Dominican education was focused on preparation for preaching, as stated in the 1236 Constitutions. The friars of the Order of Preachers rose to prominence in the church hierarchy and outnumbered the Franciscans as bishops, papal legates, and inquisitors. Like the Franciscans, they achieved prominence in the universities, displacing secular masters and provoking a famous conflict at the mid-thirteenth-century University of Paris. Thomas Aquinas (1225–1274) and his contemporary Bonaventure teamed up to argue against the secular masters in Paris but opposed each other in the controversy over the Franciscan interpretation of the rule of poverty. Houghton MS Lat 265 is a fourteenth-century, heavily annotated copy of Bonaventure’s well-known commentary on the sentences of Peter Lombard. Aquinas composed a similarly focused work, and Houghton pfTyp MS 955 is a single leaf from a fourteenth-century copy of this commentary.
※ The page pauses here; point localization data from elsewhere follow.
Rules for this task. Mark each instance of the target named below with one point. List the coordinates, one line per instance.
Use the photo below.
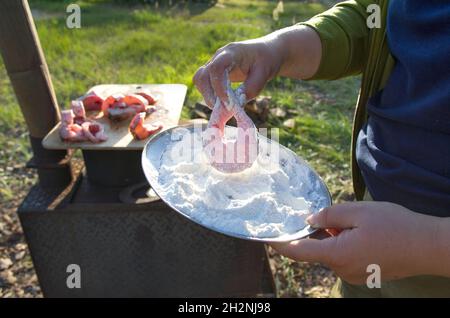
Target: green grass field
(144, 44)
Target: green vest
(349, 47)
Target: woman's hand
(292, 52)
(403, 243)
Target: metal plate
(151, 161)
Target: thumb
(341, 216)
(307, 250)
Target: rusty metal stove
(134, 249)
(125, 243)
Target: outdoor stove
(125, 243)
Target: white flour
(270, 199)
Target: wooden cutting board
(170, 102)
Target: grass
(144, 44)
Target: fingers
(307, 250)
(203, 84)
(218, 75)
(340, 216)
(255, 82)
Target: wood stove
(125, 243)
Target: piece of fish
(140, 130)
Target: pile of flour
(270, 199)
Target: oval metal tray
(151, 161)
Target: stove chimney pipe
(30, 78)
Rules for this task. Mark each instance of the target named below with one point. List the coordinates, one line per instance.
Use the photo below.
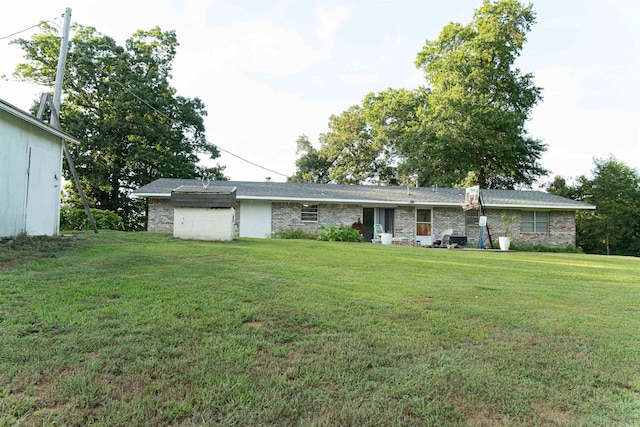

Houghton fMS Lat 246, a fifteenth-century collection, contains sermons and other works by Bonaventure as well as an excerpt from Aquinas. Friars in both orders preached widely through European towns and cities and often constituted rivals to the local parish clergy, repeatedly provoking controversy. Peter of Verona preached fiercely against heresy in central and northern Italy; he is remembered for his dramatic sermons in Florence and his death at the hand of an assassin hired by his enemies. This historiated initial in a Dominican breviary depicts his murder.
Dominicans, like Franciscans, wrote and copied many books, notably in Paris where they were at the forefront of the book trade; they also produced various small books, such as Houghton MS Lat 115, a small (13 cm.) mid-thirteenth-century breviary with numerous notations and a few historiated initials. This can be compared with a slightly larger (18 cm.) fifteenth-century Franciscan breviary (Houghton MS Lat 171); its initials for the most part have been excised, but two historiated initials remain intact (f.28). The friars composed numerous works related to preaching as well as collections of model sermons such as those of James of Voragine. In 1279, the Dominican Brother Laurent composed La somme le roi, a vast didactic work for King Philip III of France. This comprehensive guide to the Christian faith became an indispensable resource for preachers and was translated into several vernacular languages and widely disseminated. Houghton MS Fr 123 (fifteenth-century) preserves a Middle French version of this influential text; Houghton MS Fr 123 f.5v shows the beginning of the presentation on the articles of faith.